Sure, anxiety about assignments comes and goes, but this is the one that never leaves me. Even when I’m not thinking about it, it’s still there. When I’m walking to class, I’m looking for the nearest exit, getting ready to drop my backpack and run if I need to. I rush to every class, not wanting to be open in the hall for too long. I think about how effective my backpack would be as a weapon, I think about running and never stopping until I’m safe, I flinch at every loud noise.

I don’t think I’m the only one. Children nowadays are constantly on edge, worried about their ordinary day of school.

Gun safety is simply a moral issue. It’s sick that U.S. citizens take more pride in bearing arms than the safety of humanity. It’s sick that children, like me, have this nagging thought in the back of their mind, it’s sick that children need to have an escape plan.

By the end of this one-minute video, I was sobbing. Not just because I felt sad for the kids in the video, but also because I felt sad for myself and the kids around me that can relate to this. Even though gun control is improving, with Walmart taking guns outside of stores and the reduction in producing guns, there will still be collateral damage. And it angers me to my core that we will be the collateral damage.

How much more is this going to take before this changes? How many more children have to die before society sets its morals straight? 

 

Joy:

Our lives, full of chaos and events and emotion, are nothing more than a fallen number in statistics. Human beings, shot dead by the bare hands of an individual, are treated like they’re mind-numbingly worthless and empty.

But the bottom truth of the matter is that I’m still scared. Even if I’m just a sentence on a clickbait news article, a sparing thought on a newspaper piece, or another number counting upwards in mass shootings statistics, I’m still so terrified.

Like Mehuli, I, too, used to search for different ways to escape a classroom, to leave and run quickly and where I could hide in the case of a school shooter. Fear would consume every part of my body, making my hands shaky, my eyes unsteady and my head blurry. 

Even now, my thoughts linger on how quickly life can really disappear.

In response to this shared feeling, Eugene Lee Yang released a video under the YouTube channel BuzzFeedVideo titled “Me & Mass Shootings” June 23, 2016. In it, he covers the extent of which mass shootings have affected his life, the 100+ mass shootings that have happened in his lifetime despite only being 30 by the time that the video was released, and how terrified and scared he has felt since then.

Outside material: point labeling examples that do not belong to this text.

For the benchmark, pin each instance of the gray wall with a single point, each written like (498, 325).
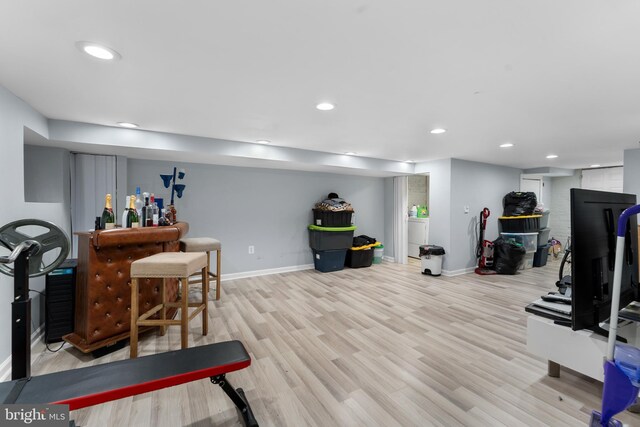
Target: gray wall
(631, 171)
(560, 216)
(46, 178)
(476, 185)
(267, 208)
(439, 204)
(388, 217)
(15, 115)
(547, 191)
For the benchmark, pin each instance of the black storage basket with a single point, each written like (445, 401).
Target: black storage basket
(328, 261)
(514, 224)
(361, 258)
(323, 218)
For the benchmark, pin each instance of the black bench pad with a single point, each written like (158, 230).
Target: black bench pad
(93, 385)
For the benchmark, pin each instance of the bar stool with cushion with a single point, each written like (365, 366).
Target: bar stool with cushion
(167, 265)
(205, 244)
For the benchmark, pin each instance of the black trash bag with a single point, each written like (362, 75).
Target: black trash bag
(507, 257)
(363, 240)
(519, 203)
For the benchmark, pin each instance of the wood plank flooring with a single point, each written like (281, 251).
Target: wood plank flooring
(378, 346)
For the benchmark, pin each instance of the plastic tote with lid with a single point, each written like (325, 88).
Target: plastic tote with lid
(378, 252)
(431, 259)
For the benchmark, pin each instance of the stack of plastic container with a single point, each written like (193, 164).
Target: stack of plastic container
(522, 230)
(329, 245)
(540, 259)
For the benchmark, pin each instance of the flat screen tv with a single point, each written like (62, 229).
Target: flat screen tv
(594, 221)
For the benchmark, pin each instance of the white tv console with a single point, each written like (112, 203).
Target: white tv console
(582, 351)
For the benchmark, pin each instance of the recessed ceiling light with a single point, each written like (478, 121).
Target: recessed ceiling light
(325, 106)
(98, 51)
(127, 125)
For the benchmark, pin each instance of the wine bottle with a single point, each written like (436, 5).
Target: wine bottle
(148, 213)
(155, 212)
(139, 202)
(125, 213)
(108, 220)
(143, 216)
(132, 215)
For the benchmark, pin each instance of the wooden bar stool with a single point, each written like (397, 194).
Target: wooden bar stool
(205, 244)
(167, 265)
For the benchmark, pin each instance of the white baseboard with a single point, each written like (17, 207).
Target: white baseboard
(254, 273)
(451, 273)
(37, 344)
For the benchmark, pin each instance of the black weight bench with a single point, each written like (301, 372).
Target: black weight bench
(93, 385)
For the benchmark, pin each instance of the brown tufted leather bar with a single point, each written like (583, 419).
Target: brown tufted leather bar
(103, 295)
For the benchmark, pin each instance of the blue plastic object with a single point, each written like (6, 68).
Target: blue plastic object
(627, 358)
(618, 392)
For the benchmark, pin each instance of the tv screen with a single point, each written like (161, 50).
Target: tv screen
(594, 221)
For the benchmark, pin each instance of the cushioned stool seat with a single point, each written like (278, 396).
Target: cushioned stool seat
(205, 244)
(166, 265)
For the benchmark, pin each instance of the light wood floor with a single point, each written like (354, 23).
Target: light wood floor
(379, 346)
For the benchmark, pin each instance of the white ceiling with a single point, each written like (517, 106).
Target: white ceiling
(550, 76)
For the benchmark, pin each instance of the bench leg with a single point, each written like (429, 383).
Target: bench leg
(205, 300)
(184, 315)
(163, 312)
(238, 398)
(218, 256)
(133, 337)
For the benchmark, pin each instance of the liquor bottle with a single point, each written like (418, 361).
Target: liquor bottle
(132, 215)
(155, 211)
(108, 220)
(143, 215)
(125, 213)
(148, 213)
(139, 202)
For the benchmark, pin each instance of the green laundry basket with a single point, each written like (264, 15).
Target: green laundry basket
(378, 252)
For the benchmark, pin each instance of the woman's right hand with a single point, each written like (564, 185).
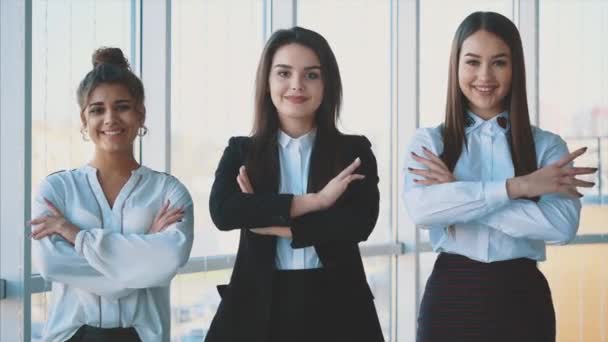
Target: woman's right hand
(558, 177)
(336, 187)
(165, 217)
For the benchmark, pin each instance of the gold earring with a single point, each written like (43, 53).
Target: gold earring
(143, 130)
(84, 132)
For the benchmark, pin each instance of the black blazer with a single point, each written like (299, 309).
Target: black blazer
(243, 314)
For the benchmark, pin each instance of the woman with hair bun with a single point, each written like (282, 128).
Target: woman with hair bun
(111, 234)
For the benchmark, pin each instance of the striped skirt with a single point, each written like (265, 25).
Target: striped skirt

Everything he’s felt mirrors my exact thoughts towards mass shootings.

It reminded me of all the times in freshman year I spent waiting, watching and worrying.

It reminded me of the days that we spent crouched in a crowded classroom, clasping each others hands as we waited for the lockdown drill to tell us that it was all fake.

It reminded me of my father, who, as a young Chinese boy, had never had to go through what I had to go through, and my sister, who was horrified to realize that my middle school practiced school shooter drills monthly.

This is why it is so surprising to me to see people deny that we have a gun problem. What other country has three mass shootings in a single week? We have had 283 total mass shootings in the past year, with an average of 10.6 people dying from firearm related deaths out of 100,000 people.

The fact that my friends and I have discussed this multiple times is symptomatic of a whole. Sometimes it feels like we’re children with nothing we can do. We are but mindless beings who can do almost nothing in response to one of the greatest threats to our existence.

So, the question here lies with us. What can we do to stop this?

Spreading awareness, learning safety protocols, and implementing basic procedures can help immensely. I’m sure there is not a single person in this school that isn’t scared of mass shootings, yet there is a multitude of us that don’t know what to do if presented with a school safety situation.

The ball’s in our court now, and we need to start taking action before fear and worry consumes the entire student body. We are all worth more than a sentence or two, and we are all human beings worth more than dying. It’s time for us to prove that we’re not just going to be another statistic.